Sergeant A. Morton from North Carolina has been feeding and caring for community cats along with his wife, Hannah. Since March, they have started working on a TNR (trap-neuter-return) project in their neighborhood.
“We decided to start trapping feral cats near our house. Over the next couple of days, we were able to capture two feral cats,” Sgt. Morton told Love Meow.
A pregnant cat had been spotted in the neighborhood but by the time she showed up again, her belly had gone down. “Our stress levels elevated as we worried about the safety of the newborn kittens.”
They began searching for the babies until Hannah located them in the closet of a bathroom at an abandoned structure. However, the feral cat mom grabbed one of her kittens and fled while they were trying to trap her.
“I decided to tie a rope to the releasing arm of the trap door, so I could manually activate the trap from a distance when she came back.”
With a lot of patience, they finally got the cat mom, but finding the remaining kitten became quite a challenge.
“By this point we had searched everywhere and everything top to bottom multiple times. Hannah took the captured mother and four kittens to the shelter’s director and now the stress was solely on me to find the kitten.”
He spent the next few hours searching, retracing steps, moving debris until he was physically and mentally worn out. “I returned to my house, feeling sick with emotions and guilt over the loss of the infant kitten’s life.”
The next day, he went back outside to continue searching as he couldn’t get the kitten out of his mind. After several laps around the place, it was still to no avail. Then the following day, as he was getting ready for work, he heard what he thought was a kitten crying. He knew he couldn’t leave without another try.
“I started walking towards my neighbor’s home when I heard that sound again. This time I was close enough to hear it more clearly. The screams sounded like they were coming from under the modular home.”
He found a section of the house where he could crawl under.
“I grasped the edge of the insulation and pulled it down just enough to get my hand in between the insulation and flooring of the home,” Morton said.
“When I reached into the small sized pocket, I felt something warmer and harder than the insulation and wondered if I had found the kitten or if I was about to have a pet rat. When I gently grabbed the questionable ball of fur, it immediately started crying out again.”
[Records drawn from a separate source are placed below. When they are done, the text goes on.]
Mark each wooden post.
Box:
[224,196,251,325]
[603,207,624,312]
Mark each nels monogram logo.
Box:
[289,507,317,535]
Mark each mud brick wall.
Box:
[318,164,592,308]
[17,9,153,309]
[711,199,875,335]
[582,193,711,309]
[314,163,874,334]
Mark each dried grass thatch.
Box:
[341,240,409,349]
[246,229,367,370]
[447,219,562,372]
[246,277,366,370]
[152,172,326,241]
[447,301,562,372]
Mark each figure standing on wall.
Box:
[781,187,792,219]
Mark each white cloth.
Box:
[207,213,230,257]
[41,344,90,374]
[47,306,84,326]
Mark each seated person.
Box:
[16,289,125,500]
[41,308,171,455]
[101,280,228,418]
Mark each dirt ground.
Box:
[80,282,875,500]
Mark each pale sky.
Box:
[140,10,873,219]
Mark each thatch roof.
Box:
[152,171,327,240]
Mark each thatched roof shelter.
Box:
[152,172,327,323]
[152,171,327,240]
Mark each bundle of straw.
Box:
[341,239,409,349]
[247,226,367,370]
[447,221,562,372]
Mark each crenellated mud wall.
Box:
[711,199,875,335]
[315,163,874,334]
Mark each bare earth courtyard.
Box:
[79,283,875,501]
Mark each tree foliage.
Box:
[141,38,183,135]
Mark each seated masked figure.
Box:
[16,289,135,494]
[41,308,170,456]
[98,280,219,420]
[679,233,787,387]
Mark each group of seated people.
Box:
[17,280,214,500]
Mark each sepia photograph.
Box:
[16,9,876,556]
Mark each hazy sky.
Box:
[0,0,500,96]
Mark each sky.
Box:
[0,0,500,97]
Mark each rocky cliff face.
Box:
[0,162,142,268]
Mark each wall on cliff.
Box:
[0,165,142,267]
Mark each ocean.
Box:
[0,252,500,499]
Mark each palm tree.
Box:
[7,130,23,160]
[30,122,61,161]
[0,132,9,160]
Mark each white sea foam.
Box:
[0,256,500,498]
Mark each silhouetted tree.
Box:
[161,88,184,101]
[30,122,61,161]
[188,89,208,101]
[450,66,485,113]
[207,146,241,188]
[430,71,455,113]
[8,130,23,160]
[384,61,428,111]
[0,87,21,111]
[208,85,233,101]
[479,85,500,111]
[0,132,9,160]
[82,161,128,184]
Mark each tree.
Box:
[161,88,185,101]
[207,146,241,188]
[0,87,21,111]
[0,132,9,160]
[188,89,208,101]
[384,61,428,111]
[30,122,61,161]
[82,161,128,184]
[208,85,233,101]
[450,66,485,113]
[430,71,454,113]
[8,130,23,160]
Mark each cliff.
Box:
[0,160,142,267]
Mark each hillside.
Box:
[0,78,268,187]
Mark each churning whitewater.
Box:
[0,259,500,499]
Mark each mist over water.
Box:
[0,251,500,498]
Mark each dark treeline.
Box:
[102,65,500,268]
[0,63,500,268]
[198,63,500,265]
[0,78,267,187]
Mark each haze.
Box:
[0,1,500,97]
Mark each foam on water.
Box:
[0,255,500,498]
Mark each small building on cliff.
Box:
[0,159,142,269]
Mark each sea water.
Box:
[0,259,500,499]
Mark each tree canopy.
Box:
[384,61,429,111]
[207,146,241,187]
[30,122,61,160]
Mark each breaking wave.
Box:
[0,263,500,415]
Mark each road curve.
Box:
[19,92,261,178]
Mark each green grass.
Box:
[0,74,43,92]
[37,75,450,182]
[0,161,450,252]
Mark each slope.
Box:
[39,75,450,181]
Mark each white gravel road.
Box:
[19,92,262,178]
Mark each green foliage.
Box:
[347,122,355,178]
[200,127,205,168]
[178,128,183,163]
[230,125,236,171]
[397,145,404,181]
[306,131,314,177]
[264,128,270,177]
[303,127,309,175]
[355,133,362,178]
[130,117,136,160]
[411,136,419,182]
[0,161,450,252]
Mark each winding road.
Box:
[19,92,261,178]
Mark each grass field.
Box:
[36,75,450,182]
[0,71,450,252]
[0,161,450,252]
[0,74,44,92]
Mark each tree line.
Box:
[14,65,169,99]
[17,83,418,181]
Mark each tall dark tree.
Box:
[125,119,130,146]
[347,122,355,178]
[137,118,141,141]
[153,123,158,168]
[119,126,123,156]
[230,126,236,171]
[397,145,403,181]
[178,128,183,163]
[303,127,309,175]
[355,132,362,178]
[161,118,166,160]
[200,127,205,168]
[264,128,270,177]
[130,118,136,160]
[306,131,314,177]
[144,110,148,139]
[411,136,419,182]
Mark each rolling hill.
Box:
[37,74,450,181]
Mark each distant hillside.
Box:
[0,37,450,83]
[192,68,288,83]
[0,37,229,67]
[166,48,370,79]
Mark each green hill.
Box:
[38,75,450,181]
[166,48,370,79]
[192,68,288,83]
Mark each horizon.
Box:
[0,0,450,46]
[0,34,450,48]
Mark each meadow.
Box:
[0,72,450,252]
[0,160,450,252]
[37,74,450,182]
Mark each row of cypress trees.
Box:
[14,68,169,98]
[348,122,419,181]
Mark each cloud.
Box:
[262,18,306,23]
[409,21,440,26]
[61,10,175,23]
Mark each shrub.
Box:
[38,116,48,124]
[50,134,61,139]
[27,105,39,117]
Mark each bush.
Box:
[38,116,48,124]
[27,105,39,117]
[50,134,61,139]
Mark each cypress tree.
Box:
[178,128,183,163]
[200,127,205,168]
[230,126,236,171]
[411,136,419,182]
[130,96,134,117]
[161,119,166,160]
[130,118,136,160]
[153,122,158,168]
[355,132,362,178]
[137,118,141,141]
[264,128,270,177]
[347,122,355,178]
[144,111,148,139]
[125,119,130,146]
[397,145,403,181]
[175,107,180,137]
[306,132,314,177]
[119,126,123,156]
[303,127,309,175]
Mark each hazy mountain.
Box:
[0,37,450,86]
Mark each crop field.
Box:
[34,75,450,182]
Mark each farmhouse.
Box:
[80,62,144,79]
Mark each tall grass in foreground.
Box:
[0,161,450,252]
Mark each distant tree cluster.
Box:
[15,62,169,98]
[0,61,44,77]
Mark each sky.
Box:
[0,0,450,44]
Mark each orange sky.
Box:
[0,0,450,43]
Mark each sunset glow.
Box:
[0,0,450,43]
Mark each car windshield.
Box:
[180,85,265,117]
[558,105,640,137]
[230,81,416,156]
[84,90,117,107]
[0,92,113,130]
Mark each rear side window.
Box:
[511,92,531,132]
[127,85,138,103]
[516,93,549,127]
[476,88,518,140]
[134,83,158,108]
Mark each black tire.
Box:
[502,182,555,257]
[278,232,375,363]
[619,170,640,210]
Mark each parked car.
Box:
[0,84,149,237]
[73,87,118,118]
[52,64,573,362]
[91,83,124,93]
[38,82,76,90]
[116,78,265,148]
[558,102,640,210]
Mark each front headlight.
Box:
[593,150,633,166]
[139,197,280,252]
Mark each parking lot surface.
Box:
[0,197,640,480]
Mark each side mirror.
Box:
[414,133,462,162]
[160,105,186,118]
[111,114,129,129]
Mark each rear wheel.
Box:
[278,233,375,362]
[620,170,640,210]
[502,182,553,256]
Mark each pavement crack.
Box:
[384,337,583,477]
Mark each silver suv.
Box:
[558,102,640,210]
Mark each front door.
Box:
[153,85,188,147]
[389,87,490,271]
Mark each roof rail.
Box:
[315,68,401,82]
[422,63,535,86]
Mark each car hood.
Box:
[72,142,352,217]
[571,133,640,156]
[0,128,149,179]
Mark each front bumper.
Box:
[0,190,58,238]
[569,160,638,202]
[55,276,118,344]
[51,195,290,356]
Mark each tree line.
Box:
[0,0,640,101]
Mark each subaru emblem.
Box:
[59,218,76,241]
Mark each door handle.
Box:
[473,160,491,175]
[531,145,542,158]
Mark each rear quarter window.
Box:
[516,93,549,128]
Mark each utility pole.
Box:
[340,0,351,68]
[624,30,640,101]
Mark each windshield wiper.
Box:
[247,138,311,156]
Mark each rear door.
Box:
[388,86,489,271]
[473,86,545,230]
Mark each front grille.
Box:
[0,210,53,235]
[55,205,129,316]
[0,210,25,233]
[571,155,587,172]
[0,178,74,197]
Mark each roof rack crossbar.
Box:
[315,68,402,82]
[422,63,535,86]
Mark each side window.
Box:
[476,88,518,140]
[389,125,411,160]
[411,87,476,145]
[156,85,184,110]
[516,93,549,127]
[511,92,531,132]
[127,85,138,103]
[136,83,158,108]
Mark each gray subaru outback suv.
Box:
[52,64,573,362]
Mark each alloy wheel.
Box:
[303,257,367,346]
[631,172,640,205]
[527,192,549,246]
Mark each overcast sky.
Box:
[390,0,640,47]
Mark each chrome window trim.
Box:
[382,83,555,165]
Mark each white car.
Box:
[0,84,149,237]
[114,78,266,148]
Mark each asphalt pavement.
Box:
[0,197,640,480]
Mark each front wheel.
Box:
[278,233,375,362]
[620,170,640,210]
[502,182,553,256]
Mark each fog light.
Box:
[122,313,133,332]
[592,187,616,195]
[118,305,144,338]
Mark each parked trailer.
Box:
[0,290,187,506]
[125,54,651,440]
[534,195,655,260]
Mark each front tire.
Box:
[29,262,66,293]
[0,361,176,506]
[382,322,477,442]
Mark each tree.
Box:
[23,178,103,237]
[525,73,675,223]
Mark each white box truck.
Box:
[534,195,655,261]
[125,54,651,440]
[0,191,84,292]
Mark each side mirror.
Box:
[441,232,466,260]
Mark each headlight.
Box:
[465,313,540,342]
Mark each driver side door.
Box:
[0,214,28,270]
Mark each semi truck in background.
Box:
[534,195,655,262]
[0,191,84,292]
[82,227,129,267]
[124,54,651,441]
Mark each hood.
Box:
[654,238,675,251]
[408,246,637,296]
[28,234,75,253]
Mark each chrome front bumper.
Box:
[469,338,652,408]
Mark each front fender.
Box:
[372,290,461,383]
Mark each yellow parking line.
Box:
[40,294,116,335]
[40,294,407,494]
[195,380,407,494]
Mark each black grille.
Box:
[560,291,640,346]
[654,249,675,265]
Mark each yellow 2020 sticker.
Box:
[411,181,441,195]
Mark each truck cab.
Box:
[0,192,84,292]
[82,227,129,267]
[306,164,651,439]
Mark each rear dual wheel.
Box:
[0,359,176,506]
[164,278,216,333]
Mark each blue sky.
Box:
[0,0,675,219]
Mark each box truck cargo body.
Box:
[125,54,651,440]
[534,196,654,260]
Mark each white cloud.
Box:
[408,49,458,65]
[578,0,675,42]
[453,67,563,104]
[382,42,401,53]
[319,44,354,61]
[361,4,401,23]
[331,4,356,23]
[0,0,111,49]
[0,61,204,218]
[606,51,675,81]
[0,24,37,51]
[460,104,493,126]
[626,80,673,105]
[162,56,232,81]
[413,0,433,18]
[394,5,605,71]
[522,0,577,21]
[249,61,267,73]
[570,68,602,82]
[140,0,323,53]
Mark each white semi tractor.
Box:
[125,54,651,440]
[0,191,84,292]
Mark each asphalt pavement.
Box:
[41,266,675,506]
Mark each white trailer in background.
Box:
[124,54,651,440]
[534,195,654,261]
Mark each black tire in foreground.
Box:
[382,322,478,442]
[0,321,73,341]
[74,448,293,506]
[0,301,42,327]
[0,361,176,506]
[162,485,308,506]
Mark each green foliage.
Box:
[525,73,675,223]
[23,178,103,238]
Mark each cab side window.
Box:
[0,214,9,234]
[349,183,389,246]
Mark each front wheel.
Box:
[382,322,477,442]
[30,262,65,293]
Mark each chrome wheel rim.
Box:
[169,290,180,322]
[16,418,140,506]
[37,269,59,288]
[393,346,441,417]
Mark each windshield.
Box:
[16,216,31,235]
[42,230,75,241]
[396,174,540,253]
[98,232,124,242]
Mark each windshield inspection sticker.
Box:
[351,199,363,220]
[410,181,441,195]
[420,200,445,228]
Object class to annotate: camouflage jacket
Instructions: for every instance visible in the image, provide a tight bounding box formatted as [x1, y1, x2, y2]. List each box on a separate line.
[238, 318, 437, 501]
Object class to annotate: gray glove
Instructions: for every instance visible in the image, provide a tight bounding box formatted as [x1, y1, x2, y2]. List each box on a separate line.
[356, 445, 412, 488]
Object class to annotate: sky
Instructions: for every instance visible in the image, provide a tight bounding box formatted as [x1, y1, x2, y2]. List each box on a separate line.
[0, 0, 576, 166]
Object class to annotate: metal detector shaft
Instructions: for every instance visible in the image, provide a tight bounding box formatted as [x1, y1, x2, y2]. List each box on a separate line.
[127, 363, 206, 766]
He slowly made his way out with the kitten in his hand. Lo and behold, the tiny bundle of fur was alive, breathing and fighting to live.
“I held the kitten against my chest, inside my uniform shirt and drove directly to the (shelter) director’s house,” Morton said. “He said the mother was still at the shelter and he would have somebody meet me there to reunite them.”
The little tabby was about the same size as the other kittens he rescued, and he believed that he had found their lost sibling.
“When I placed the kitten in the cage with its family and was able to witness the survival kitten nurse his mother, suddenly my heart filled with joy and the stress of two days diminished in an instant,” Morton told Love Meow.
“I knew I needed to get to work, but I was already two hours late, so what would a few more minutes matter.”
“Mama cat and kittens are doing great! The reunited kitten is thriving,” Dayna, Shelter Manager of Chesterfield County, SC Animal Services, told Love Meow in an update.